Wenn dieses Bild, das der kulturellen Selbstverortung der Akteure in einer Gesellschaft dient, zu einer Formel geronnen ist, die wie ein Gemeinplatz abgerufen werden kann, verlaufen Selbstvergewisserung und Abgrenzung in einem so hohen Tempo, dass für second thoughts kaum Zeit bleibt.
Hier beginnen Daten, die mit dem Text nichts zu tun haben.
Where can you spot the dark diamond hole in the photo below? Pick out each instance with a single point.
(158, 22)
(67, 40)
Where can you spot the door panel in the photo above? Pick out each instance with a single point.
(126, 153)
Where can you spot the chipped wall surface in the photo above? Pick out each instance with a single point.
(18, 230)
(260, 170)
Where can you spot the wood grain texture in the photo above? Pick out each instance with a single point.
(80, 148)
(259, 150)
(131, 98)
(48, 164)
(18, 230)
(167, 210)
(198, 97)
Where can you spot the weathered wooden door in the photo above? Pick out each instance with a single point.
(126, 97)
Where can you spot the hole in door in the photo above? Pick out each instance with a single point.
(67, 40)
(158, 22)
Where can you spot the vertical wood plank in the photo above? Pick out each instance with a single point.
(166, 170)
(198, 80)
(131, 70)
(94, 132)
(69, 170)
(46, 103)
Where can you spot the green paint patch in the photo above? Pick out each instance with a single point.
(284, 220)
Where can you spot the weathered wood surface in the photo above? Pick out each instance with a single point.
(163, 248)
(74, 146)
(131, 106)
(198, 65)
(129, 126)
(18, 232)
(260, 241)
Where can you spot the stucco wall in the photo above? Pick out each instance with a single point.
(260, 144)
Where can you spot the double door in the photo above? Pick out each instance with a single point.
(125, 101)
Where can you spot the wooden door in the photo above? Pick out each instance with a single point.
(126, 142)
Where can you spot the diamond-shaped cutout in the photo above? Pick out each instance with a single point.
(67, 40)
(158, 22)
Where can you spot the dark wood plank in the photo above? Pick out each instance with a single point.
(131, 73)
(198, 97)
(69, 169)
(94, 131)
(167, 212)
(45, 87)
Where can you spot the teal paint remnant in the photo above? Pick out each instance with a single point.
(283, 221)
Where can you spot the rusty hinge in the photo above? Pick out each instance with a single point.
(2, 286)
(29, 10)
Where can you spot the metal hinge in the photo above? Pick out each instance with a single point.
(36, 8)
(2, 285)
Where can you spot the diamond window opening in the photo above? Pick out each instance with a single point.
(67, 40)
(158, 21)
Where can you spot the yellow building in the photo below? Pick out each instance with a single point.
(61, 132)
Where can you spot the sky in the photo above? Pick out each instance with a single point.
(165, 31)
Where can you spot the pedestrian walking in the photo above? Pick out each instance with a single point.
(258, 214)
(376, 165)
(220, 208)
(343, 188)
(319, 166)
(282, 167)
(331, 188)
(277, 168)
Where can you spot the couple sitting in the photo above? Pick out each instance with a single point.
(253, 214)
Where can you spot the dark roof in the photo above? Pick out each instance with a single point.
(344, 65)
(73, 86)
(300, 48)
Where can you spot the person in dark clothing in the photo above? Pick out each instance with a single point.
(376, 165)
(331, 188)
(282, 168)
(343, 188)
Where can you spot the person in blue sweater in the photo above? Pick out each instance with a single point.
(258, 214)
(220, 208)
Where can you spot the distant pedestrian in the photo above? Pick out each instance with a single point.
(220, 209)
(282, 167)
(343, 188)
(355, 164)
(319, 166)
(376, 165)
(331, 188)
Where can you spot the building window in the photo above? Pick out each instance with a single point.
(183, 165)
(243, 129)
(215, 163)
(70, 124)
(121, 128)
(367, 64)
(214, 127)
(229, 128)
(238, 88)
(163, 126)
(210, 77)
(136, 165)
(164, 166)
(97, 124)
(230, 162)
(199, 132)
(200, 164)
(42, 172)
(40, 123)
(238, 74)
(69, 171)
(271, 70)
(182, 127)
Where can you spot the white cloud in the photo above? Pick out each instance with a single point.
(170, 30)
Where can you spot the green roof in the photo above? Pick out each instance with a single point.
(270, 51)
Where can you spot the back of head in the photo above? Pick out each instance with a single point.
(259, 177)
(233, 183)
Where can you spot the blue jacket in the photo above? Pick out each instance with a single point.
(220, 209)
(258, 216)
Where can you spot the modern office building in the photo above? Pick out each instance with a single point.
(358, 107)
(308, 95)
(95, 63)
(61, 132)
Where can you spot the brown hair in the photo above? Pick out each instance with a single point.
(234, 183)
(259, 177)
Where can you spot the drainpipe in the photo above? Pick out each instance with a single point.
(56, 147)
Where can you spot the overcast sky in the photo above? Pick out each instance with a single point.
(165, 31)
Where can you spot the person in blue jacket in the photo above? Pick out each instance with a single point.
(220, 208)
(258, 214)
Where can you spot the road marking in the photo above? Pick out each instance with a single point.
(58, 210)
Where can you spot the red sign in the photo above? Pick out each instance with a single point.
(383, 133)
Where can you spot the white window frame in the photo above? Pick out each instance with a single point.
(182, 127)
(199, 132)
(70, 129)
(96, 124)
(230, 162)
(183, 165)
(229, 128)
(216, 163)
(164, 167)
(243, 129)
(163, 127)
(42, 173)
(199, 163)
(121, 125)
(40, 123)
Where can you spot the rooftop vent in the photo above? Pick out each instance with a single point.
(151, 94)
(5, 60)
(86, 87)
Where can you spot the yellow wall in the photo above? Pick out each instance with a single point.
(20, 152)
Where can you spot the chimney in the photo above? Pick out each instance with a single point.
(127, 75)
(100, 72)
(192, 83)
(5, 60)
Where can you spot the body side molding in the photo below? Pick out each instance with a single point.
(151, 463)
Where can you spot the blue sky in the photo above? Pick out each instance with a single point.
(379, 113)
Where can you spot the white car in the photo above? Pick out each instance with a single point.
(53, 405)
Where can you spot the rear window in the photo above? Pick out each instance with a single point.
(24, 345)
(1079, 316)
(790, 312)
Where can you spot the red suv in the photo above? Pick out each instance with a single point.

Das Bild des Ameisenhaufens als belebte Stadt ist schon seit der Antike ein Topos, und ein solcher Gemeinplatz überzeugt nicht deswegen unmittelbar, weil er zu raffinierten Überlegungen und kritischem Nachdenken anregt, sondern wirkt aufgrund seiner geradezu naturhaften Selbstverständlichkeit, die ohne weitere Reflexionen und Hinterfragungen unproblematisch Anschlussfähigkeit stiftet. Topoi wie die des Ameisenhaufens sind populär, das teilen sie mit dem Medium der Zeichentrickserie.
Die Episode Screwed the Pooch benötigt nur wenige Sekunden, um Gates und Eisner zu diskreditieren, wobei es keine allzu große Rolle spielt, dass sie Milliardäre sind. Den Ausschlag gibt vielmehr ihr dank des Ameisenbildes unübersehbarer Habitus, alle unter sich, also eigentlich fast jeden, zu verachten. Eisner erinnert das Gewimmel am Boden an Ameisen. In dieser Situation der eigenen Erhebung und der Erniedrigung aller anderen drückt der Vergleich der Großstadtbevölkerung mit Ameisen in einem einzigen Bild anschaulich aus, was Eisner daher gar nicht erst eigens erläutern muss: Die Leute da unten, sie, das sind viele. Nach den Marktgesetzen der klassischen Volkswirtschaftslehre führt diese überflüssige Menge zur Minderung des Wertes ihrer Bestandteile. Die vielen Menschen erscheinen nicht nur winzig, sondern sie sind auch belanglos.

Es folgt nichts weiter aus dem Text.